The Var Mov Avg Fisher is a very smart yet easy to use trading strategy based on the operation of two identical indicators of different periods and a moving average. In combination with each other, these indicators form an effective trading strategy that helps to determine the current trend very accurately, as well as find a successful moment to open positions. The indicators included in the strategy are used for their intended purpose, and therefore it is recommended to familiarize with the trading conditions of these indicators before trading.
Any timeframe and currency pair is suitable for the Var Mov Avg Fisher trading strategy.
Strategy indicators
The Var Mov Avg Fisher strategy includes the Var Mov Avg indicators and two Fisher indicators of different periods, one of which is used to determine short-term movements, and the second for long-term movements and also a moving average.
- Var Mov Avg - trend indicator based on the use of a moving average. The indicator settings remain unchanged.
- Fisher - an indicator of the direction and strength of the trend for short-term movements, that is, with a fast period. Its value is set to 10.
- Fisher - an indicator with a slow period for use in long-term movements. Its period is 55.
Making trades using the strategy
Var Mov Avg Fisher is a very simple and profitable trading strategy, which proves its correct use in practice. First, it should took into account the signals of the two histograms of the Fisher indicator, it is logical that the histogram with a smaller period will give the first signal, and then it will be confirmed by the histogram with a slow period. Therefore, any trade should be opened after Fisher gives a signal with a period of 55. And only then, taking into account the direction and color of the Var Mov Avg indicator, a position can be opened in the direction with the current trend.

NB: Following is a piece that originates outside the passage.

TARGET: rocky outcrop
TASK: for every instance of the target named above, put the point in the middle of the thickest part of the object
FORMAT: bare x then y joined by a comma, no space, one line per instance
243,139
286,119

Conditions for Buy trades:
- The Fisher 10 indicator, like the Fisher 55, is colored with a growth value, while both are above their level 0.
- The moving average Var Mov Avg moves upwards and is also colored in the color of a hundred by the growth value.
Such indicator conditions correspond to the presence of an uptrend in the current market. And after all the indicator signals coincide on a certain candle, a long position can be opened. Stop loss should be set at the recent local minimum at the lower level of the candle, take profit is not set at all. Instead, the trade is closed manually after the Fisher indicator with a fast period changes its color and direction.
Conditions for Sell trades:
- Fisher indicator histograms are colored with falling value and are below level 0.
- Indicator Var Mov Avg, colored with fall value, moves down.
After these conditions match, a downtrend will be determined and a sell trade can be opened. Stop loss is set at the level of the recent local maximum at the candle base. Instead of setting take profit, the trade is closed upon receipt of reverse conditions from the Fisher indicator with a period of 10.
Conclusion
The Var Mov Avg Fisher trading strategy is very profitable when used correctly, as it is based on effective indicators. To be able to use the strategy correctly and acquire all the necessary skills, it is needed not only to study all the indicators included in it, but also to practice on a demo account first.